一日一言 新渡戸稲造【053】
一日一言 新渡戸稲造【052】のつづき。
☆1月23日 異説を容れよ
議論することや信ずることが自分とは正反対であっても、誠に真理を求める者は皆兄弟であり、皆同士であり、その者たちは必ず同じ夢を見るときがあるであろう。・・・・・・
☆理念とは夢でもある。理念とは基準でもある。ルールとは現実を裁定するが、未来を方向づけるものでもある。
☆刑法も、応報型なのか目的型なのかでは、ルールの価値観が違ってくる。税金も義務なのか相互利益なのかでは、やはり租税体系が変わる。

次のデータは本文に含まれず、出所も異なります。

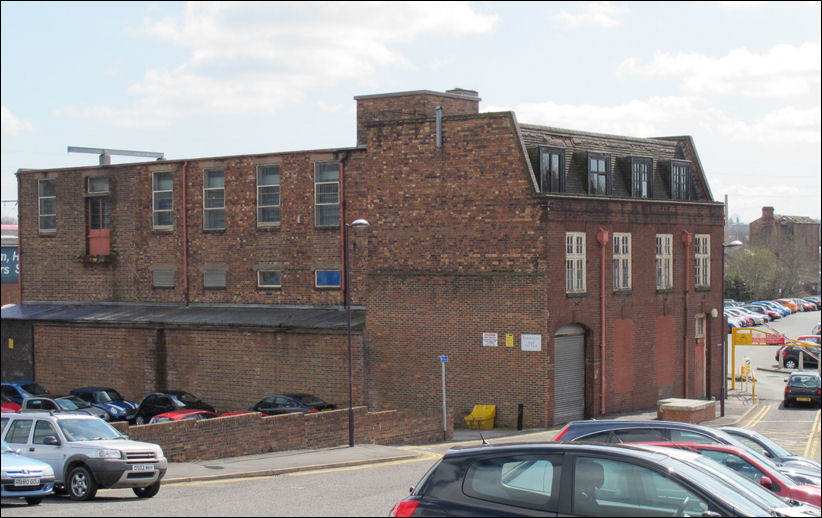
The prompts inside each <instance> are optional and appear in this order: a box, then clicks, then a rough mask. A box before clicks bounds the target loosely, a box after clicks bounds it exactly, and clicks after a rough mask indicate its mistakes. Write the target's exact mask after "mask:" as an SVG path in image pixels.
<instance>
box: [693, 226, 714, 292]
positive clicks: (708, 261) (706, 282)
mask: <svg viewBox="0 0 822 518" xmlns="http://www.w3.org/2000/svg"><path fill="white" fill-rule="evenodd" d="M694 262H695V264H694V275H695V279H694V286H696V287H697V288H710V287H711V236H710V235H708V234H697V235H695V236H694Z"/></svg>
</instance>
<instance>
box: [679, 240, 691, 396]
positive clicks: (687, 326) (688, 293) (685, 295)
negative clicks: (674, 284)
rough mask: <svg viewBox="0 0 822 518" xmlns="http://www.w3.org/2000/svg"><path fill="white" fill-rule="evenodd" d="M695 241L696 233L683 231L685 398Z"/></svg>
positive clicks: (688, 386) (689, 375) (687, 389)
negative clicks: (691, 262) (689, 304)
mask: <svg viewBox="0 0 822 518" xmlns="http://www.w3.org/2000/svg"><path fill="white" fill-rule="evenodd" d="M693 242H694V235H693V234H691V233H690V232H688V231H687V230H683V231H682V243H684V244H685V292H684V299H685V300H684V304H683V305H682V348H683V349H684V350H685V399H688V396H689V393H690V391H689V390H688V389H689V383H688V378H689V377H690V362H689V359H690V351H689V347H688V302H689V300H688V299H689V296H690V279H691V245H692V244H693Z"/></svg>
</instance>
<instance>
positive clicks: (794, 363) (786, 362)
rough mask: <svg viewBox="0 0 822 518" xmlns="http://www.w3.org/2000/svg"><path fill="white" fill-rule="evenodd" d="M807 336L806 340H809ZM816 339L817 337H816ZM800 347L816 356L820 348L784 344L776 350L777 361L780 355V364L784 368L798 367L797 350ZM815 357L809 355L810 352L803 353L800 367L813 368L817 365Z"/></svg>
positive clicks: (809, 338) (792, 367)
mask: <svg viewBox="0 0 822 518" xmlns="http://www.w3.org/2000/svg"><path fill="white" fill-rule="evenodd" d="M811 339H812V338H809V339H808V340H811ZM817 340H818V339H817ZM800 349H804V350H806V351H808V352H810V353H811V354H813V355H814V356H816V357H817V358H818V357H819V352H820V348H819V347H812V346H811V347H798V346H795V345H786V346H783V347H780V348H779V350H778V351H776V358H775V359H776V361H777V362H779V357H780V356H782V365H783V366H784V367H785V368H786V369H798V368H799V351H800ZM817 365H818V364H817V361H816V358H814V357H813V356H811V355H810V354H805V355H804V358H803V359H802V367H804V368H813V369H815V368H816V367H817Z"/></svg>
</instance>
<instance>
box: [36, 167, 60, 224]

☆新渡戸稲造の新しさは、現行のルール観が、応報的で義務的な考え方によっていることに対し、目的型で相互利益型でいこうよと問いかけているところにあるのかもしれない。
☆つまり、法は法でありそれ以上でもそれ以下でもないから、犯罪を犯したり、違法を犯したりしたら、ルール通り処罰されるべきだし、損害を支払うべきだという考え方なのが、現行のルール観。
☆犯罪を犯したのは社会的構造に問題があり、そこを改革しなければならない。もちろん犯罪や違法行為に対し、ペナルティを与えるが、それは将来そのような行為を犯さないように教育をする視点やそのようなシステム構築をベースにしたうえだという考え方。
☆近代法が出現した時から、この両者の考え方はずっと葛藤を起こし続けている。これはジレンマという言葉で表現されることもある。
☆今のところは、両者の統一というよりは、その都度バランスをとってきた。これは続くだろうが、どちらかというと前者を好むというのは官学的。後者を好むというのは私学的である。